Rechtsseitiger Nebenfluss der Linth und deren grösster Zufluss im Gebiete der Glarneralpen. Er durchzieht das Sernfthal zuerst
in nö., dann in n., hierauf in nw. und zuletzt in w. Richtung und beschreibt so einen grossen halbkreisförmigen Bogen um
den O.-Fuss der Freibergkette herum. Sein Sammelgebiet wird im W. von der Freibergkette, im S. von der
HausstockVorab- und Sardonakette, sowie im O., und N. von der Kette begrenzt, die sich von der Sardona nordwärts bis zum Magereu
und von letzterem westwärts bis zum Gufelstock erstreckt.
Der Sernf entspringt einem kleinen Gletscher, der über dem obersten Stafel der Wichlenalp an die NO.-Wand
des Hausstocks sich anlehnt, durchfliesst dann unter dem Namen Wichlenbach in ö. Richtung die den Hintergrund des Sernfthales
bedeckende Wichlenalp und wird hier durch mehrere Bäche verstärkt, deren wichtigste von der S.-Seite des Kärpfstocks herkommen.

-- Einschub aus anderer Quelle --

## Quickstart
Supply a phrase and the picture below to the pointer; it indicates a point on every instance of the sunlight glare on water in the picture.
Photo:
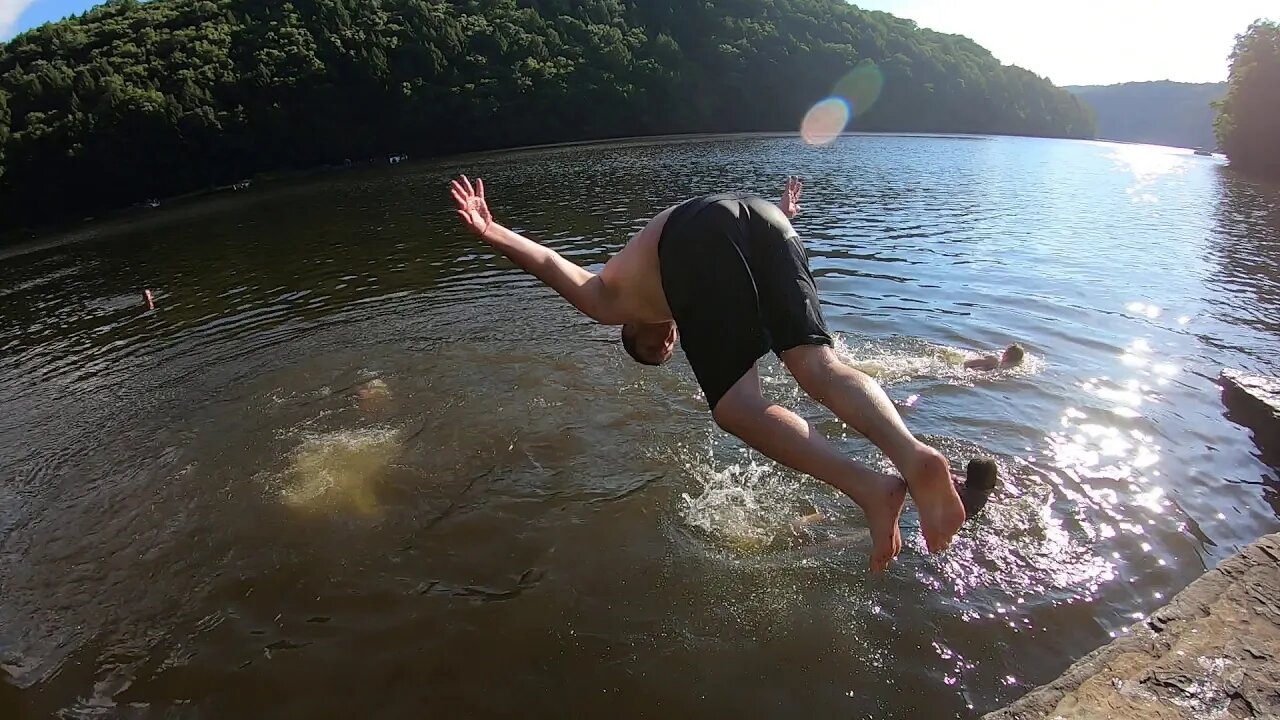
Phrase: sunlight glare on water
(347, 429)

Auf dem untern Stafel der Wichlenalp, bei etwa 1200 m, nimmt er auf der rechten Seite den vom Panixerpass
kommenden, aus dem malerischen Felsentor des Jätzschlund hervorbrechenden Jätzbach auf und heisst von dieser Stelle an Sernf.
Als wasserreicher Bach fliesst er nun in nö. Richtung bis nach Elm in einer stellenweise ziemlich kräftig in den Thalboden
eingeschnittenen Rinne und erhält unterwegs viele kleinere Zuflüsse, die teils von der N. Abdachung
des Vorab, teils aus dem Kärpfgebiete kommen. Unter den letztern sind der Bischofbach und der Steinibach die wichtigsten. Zwischen
Elm und Engi durchfliesst der Sernf nun den mittleren Abschnitt des Sernfthales, zuerst in rein n. und dann in nw. Richtung.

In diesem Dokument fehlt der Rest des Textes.